Trump Modifies Travel Ban to Address Possible ExpirationBy
Challengers argued ban was written to expire this week
Supreme Court considering whether to reinstate travel ban
President Donald Trump revised his embattled travel ban to address arguments being made at the U.S. Supreme Court that it would expire Wednesday under its original wording.
The White House announcement comes as the Supreme Court considers whether to revive the stalled ban, which would suspend entry into the U.S. by people from six mostly Muslim nations. Under the change, the 90-day ban won’t start until court orders currently blocking it are lifted.
Previously, the executive order had said the travel ban would last “for 90 days from the effective date of this order,” while a separate provision set the effective date as March 16. Groups challenging the ban told the Supreme Court this week that the wording meant the travel ban would expire June 14.
"The order’s effective date is explicit and unambiguous," said the groups, led by the International Refugee Assistance Project.
The challengers said the Justice Department conceded the point in a March 24 appeals court filing. In that brief, the Justice Department said the 90-day suspension "expires in early June."
Two federal trial judges blocked the travel ban, but neither order addressed the effective-date provision. Other parts of the executive order have already taken effect. Federal appeals courts upheld the core of both rulings, prompting the administration to turn to the Supreme Court.
Issue of Clarification
In a new Supreme Court filing Wednesday, acting Solicitor General Jeffrey Wall called the Trump memo a "clarification." He said the court orders blocking the ban had implicitly delayed the effective date as well.

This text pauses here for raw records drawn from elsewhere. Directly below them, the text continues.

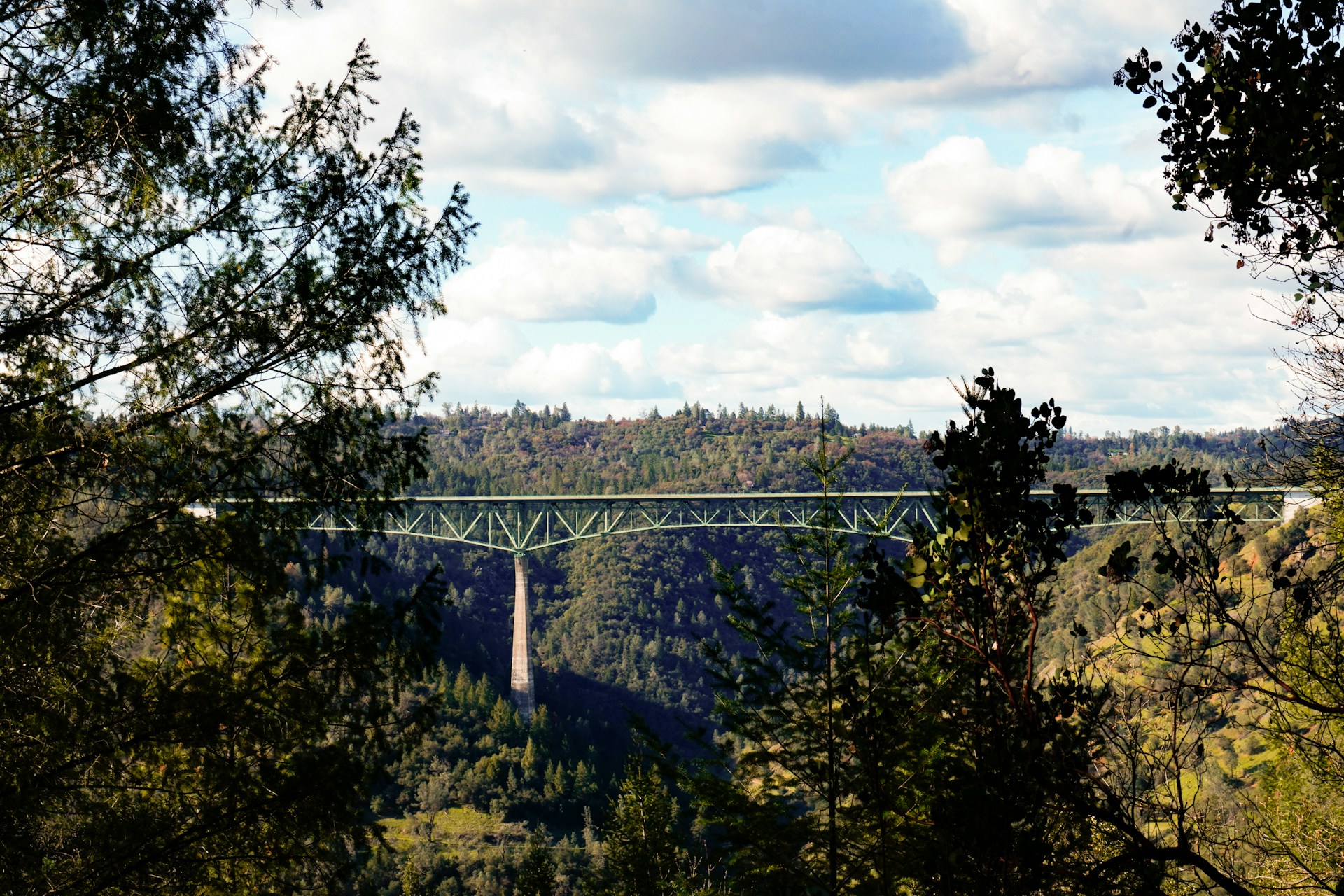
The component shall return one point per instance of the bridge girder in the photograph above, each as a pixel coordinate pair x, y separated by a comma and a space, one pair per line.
522, 524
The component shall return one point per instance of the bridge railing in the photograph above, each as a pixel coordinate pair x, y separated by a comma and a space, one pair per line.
521, 524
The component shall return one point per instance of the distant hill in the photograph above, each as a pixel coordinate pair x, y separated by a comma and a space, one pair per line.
619, 621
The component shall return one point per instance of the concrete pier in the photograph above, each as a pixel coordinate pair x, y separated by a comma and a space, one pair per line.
524, 696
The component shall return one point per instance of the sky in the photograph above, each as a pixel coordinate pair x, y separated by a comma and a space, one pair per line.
769, 202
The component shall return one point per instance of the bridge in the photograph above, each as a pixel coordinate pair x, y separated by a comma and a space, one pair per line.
524, 524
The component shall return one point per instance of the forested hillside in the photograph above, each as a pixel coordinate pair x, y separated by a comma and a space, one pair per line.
524, 451
619, 622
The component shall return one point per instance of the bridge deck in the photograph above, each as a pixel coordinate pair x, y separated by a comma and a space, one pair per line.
526, 523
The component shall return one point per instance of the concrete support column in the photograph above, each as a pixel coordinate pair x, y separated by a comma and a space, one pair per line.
524, 696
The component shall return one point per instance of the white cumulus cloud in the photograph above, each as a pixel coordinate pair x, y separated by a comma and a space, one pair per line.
606, 269
790, 270
958, 195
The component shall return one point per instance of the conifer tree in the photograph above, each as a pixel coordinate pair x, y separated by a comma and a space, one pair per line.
203, 309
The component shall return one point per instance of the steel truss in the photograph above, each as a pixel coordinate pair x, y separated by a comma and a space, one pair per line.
522, 524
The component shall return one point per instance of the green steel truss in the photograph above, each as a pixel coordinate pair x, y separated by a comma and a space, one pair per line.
521, 524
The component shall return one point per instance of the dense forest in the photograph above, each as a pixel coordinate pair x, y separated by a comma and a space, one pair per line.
620, 622
203, 337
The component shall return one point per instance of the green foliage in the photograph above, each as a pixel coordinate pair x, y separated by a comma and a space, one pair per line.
537, 875
641, 848
202, 302
1004, 805
806, 790
1252, 131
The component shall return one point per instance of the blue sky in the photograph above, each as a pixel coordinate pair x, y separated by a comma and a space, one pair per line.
766, 202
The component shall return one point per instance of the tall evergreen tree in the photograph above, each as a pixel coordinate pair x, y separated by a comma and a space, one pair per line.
201, 302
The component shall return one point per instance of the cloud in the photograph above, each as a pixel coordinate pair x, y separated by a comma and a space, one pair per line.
958, 195
608, 269
686, 99
1021, 46
588, 370
790, 272
690, 39
491, 362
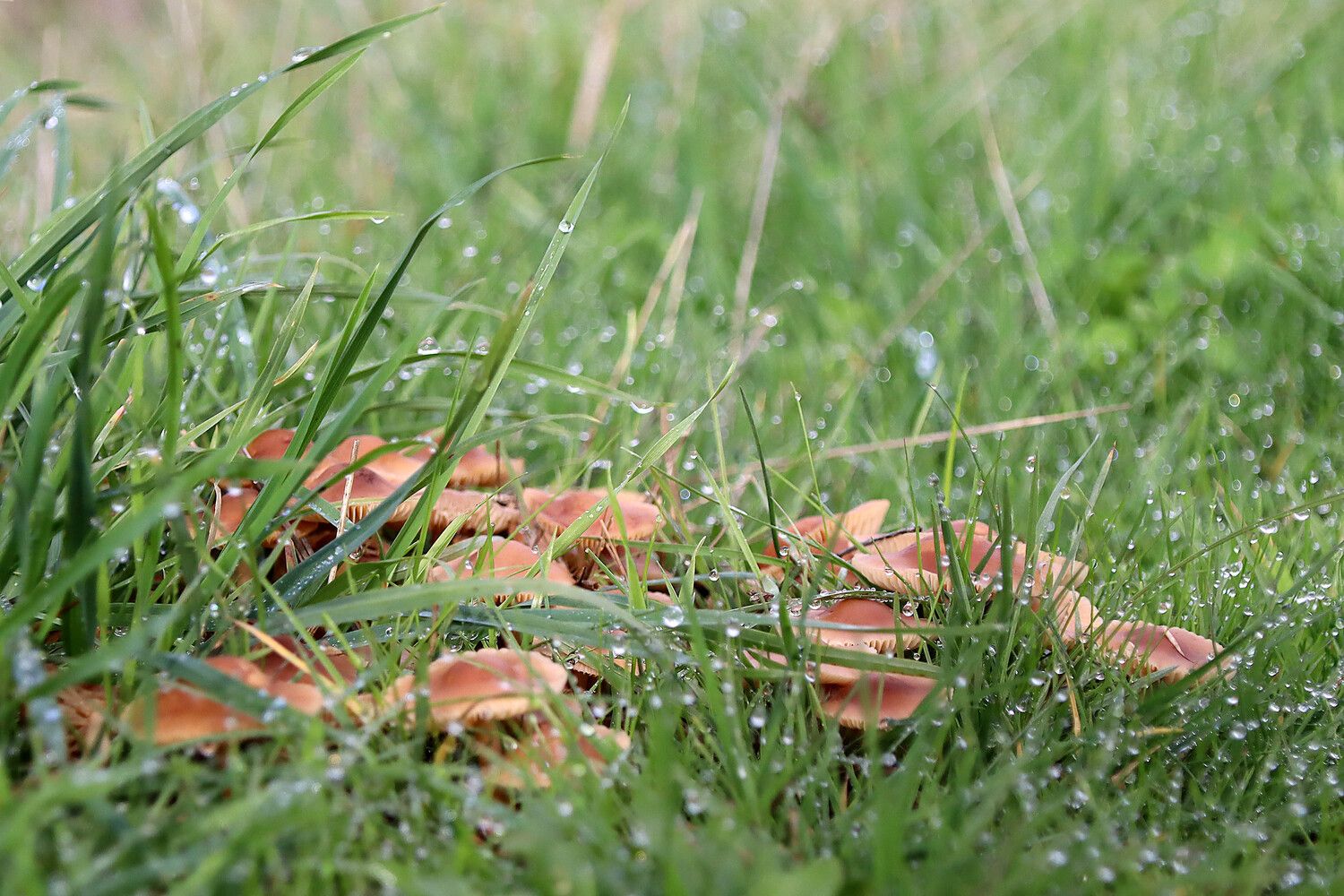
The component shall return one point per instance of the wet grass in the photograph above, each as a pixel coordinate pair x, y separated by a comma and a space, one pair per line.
978, 214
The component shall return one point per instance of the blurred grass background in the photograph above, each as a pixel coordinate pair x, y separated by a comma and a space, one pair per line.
1072, 204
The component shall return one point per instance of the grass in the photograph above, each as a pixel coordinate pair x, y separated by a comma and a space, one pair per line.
1163, 180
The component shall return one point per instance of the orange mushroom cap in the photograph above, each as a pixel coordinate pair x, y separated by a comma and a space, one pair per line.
634, 516
182, 713
1150, 648
876, 616
916, 562
543, 748
816, 532
878, 699
502, 559
484, 685
824, 673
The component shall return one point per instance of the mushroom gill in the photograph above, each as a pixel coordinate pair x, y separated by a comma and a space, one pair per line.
824, 532
483, 685
917, 562
868, 622
502, 559
180, 713
633, 517
878, 699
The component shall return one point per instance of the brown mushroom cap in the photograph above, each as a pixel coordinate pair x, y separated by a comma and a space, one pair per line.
484, 685
481, 468
1074, 616
502, 559
623, 560
878, 699
542, 748
634, 517
1150, 648
916, 562
303, 664
835, 532
876, 616
85, 711
824, 673
271, 445
182, 713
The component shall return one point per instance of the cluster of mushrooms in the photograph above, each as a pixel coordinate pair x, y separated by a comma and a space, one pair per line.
516, 704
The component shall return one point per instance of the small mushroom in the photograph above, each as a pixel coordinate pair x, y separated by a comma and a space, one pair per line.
182, 713
483, 685
271, 445
833, 533
1073, 616
917, 562
634, 517
502, 559
623, 562
1150, 648
85, 711
878, 699
871, 624
480, 468
540, 748
824, 673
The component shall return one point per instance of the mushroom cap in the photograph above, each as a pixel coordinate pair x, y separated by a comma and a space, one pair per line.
484, 685
473, 512
269, 445
182, 713
1074, 616
824, 673
916, 562
1150, 648
502, 559
480, 466
623, 560
85, 710
543, 747
878, 616
639, 517
878, 699
335, 665
859, 522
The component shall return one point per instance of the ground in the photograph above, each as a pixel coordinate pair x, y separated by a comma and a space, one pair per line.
1074, 269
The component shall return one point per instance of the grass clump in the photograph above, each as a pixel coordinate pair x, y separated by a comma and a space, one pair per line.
792, 289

Because the travel ban "was enjoined before it could take effect, that 90-day suspension has not yet begun to run, and will do so only once the injunctions are lifted or stayed," Wall wrote.
The White House announced the move Wednesday in a memo from Trump to Cabinet officials. The memo said Trump was taking the step "in the interest of clarity."
"I hereby declare the effective date of each enjoined provision to be the date and time at which the referenced injunctions are lifted or stayed with respect to that provision," the memo said. "To the extent it is necessary, this memorandum should be construed to amend the executive order."
The memo directs government officials to start implementing the travel ban 72 hours after courts clear it to take effect.
The Supreme Court is poised to act by the end of the month. The administration is asking the court to hear the government’s appeal during the nine-month term that starts in October. The administration is also urging the court to let the ban go into effect during the interim -- a request that could decide the policy’s fate as a practical matter, given its temporary nature.